Ma assai più pericoloso è l’altro vicepremier, il Salvini. Sulle prime mi era sembrato un politico un po’ troppo muscoloso. Però non ho tardato a capire di avere di fronte un futuro dittatore. Ecco una parola, il dittatore!, che speravo non dover più usare. Ma era una speranza vana. Salvini vuole diventare il padrone politico dell’Italia. Fanno bene a combatterlo i giornalisti alla Giampaolo Pansa. Purtroppo sono destinati a perdere. E dovranno ritenersi fortunati se porteranno a casa la pelle o eviteranno la galera.

Nella mia solitudine a chi potevo rivolgermi per trovare un po’ di conforto? Ho pensato all’Europa, ma il mio incontro con Jean-Claude Junker è stato deludente. Mi ha subito portato in un bar che soltanto lui conosceva e mi ha mostrato dodici marche di superalcolici. Il professor Giovanni Tria, ministro dell’Economia, è un depresso anche per colpa della bassa statura e medita di accettare una cattedra in Birmania. Sergio Mattarella, il capo dello Stato, è un sant’uomo inaccessibile. Il Giorgetti si è rivelato una controfigura del suo principale, il Salvini. Aveva promesso di aiutarmi, invece mi crea problemi di continuo.

Ho compreso di non contare neppure come il due di picche quando i padroni del governo mi hanno vietato di fare il concorso per la cattedra di diritto civile all’Università di Roma. Confesso di aver pianto in segreto e ho maledetto il giorno che ho accettato l’incarico di premier. È stato allora che ho deciso di comportarmi come un italiano qualunque. Ho invidiato il Superbullo, ossia Matteo Renzi, che aveva al suo fianco una bellezza rara: Maria Elena Boschi. Ho cercato la mia Boschi tra le deputate della Lega e dei Cinque stelle, ma non l’ho trovata. Non mancavano le bellone disposte a intrecciare una relazione con me, ma ho intuito che lo facevano soltanto per interesse.

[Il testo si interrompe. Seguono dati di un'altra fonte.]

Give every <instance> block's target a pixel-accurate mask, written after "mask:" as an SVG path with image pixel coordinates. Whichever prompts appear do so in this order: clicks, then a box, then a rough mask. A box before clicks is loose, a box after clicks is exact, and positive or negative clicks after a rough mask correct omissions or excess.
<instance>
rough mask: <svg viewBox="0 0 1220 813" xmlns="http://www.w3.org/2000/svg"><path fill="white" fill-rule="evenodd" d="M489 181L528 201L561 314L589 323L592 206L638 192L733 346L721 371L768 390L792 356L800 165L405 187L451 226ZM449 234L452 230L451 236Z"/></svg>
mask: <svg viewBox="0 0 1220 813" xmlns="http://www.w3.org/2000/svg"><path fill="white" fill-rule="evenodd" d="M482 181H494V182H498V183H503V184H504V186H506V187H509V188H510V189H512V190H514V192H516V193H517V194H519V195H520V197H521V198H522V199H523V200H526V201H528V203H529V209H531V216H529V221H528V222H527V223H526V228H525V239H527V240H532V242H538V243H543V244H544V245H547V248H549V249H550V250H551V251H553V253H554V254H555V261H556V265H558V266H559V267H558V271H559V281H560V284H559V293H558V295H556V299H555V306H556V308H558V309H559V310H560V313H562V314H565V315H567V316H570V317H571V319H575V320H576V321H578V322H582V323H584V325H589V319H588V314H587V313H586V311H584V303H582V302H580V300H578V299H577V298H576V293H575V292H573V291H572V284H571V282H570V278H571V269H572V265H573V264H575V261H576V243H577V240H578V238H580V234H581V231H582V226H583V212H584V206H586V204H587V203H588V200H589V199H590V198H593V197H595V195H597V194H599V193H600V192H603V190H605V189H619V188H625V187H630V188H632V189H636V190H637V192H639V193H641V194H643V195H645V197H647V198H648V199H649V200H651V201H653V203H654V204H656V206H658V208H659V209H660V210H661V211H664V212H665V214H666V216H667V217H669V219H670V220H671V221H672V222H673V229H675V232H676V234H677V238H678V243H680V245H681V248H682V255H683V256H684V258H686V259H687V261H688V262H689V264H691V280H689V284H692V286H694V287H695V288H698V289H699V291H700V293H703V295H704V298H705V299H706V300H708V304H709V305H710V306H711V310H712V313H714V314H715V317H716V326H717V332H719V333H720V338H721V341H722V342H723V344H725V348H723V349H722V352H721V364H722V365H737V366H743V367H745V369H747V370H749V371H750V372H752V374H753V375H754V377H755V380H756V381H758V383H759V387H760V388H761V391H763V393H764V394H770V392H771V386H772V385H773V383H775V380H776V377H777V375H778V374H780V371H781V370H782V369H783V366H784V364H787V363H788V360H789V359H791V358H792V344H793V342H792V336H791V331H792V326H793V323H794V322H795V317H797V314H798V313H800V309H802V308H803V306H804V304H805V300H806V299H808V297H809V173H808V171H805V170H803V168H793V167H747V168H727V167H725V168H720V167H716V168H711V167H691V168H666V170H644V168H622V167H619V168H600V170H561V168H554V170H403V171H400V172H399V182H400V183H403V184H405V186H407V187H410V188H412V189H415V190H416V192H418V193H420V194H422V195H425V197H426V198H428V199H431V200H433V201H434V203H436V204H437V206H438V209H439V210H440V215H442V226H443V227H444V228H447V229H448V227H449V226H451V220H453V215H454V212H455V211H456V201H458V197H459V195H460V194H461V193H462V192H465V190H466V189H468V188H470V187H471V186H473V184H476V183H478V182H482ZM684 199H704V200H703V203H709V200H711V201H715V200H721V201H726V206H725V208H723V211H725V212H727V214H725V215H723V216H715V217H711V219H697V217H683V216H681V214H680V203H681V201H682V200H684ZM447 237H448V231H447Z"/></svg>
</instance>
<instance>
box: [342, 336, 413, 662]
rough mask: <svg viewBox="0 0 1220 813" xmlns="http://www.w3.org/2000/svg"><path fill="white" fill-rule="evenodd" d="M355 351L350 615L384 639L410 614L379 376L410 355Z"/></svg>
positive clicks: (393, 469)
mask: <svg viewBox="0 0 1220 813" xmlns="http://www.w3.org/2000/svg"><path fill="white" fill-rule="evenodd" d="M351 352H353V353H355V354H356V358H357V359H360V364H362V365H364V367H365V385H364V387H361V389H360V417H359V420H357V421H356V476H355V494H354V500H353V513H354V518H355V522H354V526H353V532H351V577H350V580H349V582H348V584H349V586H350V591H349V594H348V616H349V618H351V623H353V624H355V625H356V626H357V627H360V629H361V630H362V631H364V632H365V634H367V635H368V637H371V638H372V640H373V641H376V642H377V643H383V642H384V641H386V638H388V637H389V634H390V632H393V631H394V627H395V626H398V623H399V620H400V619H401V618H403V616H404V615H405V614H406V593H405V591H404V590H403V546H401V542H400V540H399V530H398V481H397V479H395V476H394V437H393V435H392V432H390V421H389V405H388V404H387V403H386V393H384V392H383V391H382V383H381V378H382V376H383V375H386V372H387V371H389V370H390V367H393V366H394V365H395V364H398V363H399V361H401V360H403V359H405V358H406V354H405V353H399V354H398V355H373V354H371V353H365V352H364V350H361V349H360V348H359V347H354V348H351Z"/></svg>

Disperato, ho deciso di occuparmi a fondo delle questioni sul tappeto. Ma sono stato travolto da una serie di questioni per me misteriose. La Tav, la Tap, la Gronda, il Terzo valico, la ricostruzione del ponte Morandi, la Eco tassa sulle utilitarie, il taglio delle pensioni anche a quanti se le sono pagate versando i costosi contributi previsti dalla legge. Ho cercato di capirci qualcosa, ma poi la disperazione mi ha indotto a lasciar perdere.

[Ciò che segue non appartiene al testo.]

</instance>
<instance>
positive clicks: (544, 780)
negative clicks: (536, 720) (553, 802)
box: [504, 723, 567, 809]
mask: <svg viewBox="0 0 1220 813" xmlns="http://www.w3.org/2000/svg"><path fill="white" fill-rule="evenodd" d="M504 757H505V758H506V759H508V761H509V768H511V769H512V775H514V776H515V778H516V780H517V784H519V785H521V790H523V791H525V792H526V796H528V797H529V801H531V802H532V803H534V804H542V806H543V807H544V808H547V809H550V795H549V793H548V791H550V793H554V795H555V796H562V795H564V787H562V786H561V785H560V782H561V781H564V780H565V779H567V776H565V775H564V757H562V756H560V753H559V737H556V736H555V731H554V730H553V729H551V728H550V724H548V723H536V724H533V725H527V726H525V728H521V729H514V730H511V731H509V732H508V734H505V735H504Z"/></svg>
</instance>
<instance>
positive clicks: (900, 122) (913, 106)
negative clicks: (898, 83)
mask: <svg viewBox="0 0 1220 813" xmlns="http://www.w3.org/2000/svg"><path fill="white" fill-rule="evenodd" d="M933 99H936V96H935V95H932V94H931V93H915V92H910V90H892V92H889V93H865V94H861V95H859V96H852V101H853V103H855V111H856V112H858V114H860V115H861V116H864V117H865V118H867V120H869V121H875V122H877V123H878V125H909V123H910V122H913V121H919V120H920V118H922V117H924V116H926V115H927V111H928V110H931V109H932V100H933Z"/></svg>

È stato allora che mi sono reso conto di un problema che non mi aspettavo. La mia nausea dell’incarico di premier mi ha spinto a immaginare una via di uscita alla quale non avrei mai pensato: sollecitare un colpo di Stato, in grado di abbattere una inutile democrazia parolaia e inconcludente. Capace di mandare a casa anche il sottoscritto e spingerlo a riprendere la professione che ha sempre amato: l’avvocato civilista. Ecco la soluzione di tutti i miei problemi e quelli dell’Italia vassalla dei partiti.

Da quel momento, con l’aiuto di due teorici da strapazzo dell’estremismo, ho cominciato a sondare qualcuno che sembrava in grado di farlo questo golpe. Paracadutisti in pensione, ma con velleità non soddisfatte. Carabinieri insofferenti dei partiti. Guardie di finanza con la passione delle manette. Estremisti di sinistra ancora legati all’utopia delle Brigate rosse. Fascisti che rimpiangono la Repubblica sociale dell’ultimo Mussolini. Purtroppo è stata una ricerca inutile. L’Italia del 2018 è risultata tanto scassata da rendere impossibile o inutile persino un colpo di Stato.

Alla fine ho deciso di rivolgermi alla Cia americana. Grazie all’aiuto di un ex cervello di Donald Trump, che oggi vive in Italia, mi sono azzardato a chiedere il loro intervento. Però mi sono sentito rispondere con alterigia: un golpe in Italia non serve a nessuno, dal momento che da voi lo Stato non esiste più, è soltanto un bordello caotico che prima o poi cadrà da solo. È stato in quel momento che ho deciso di scrivere questo memoriale e di lasciare Palazzo Chigi. Per andare dove? Non lo so ancora. Forse su qualche spiaggia dell’Oceano pacifico. In compagnia di due ragazzacce che non mi faranno sentire troppo la solitudine».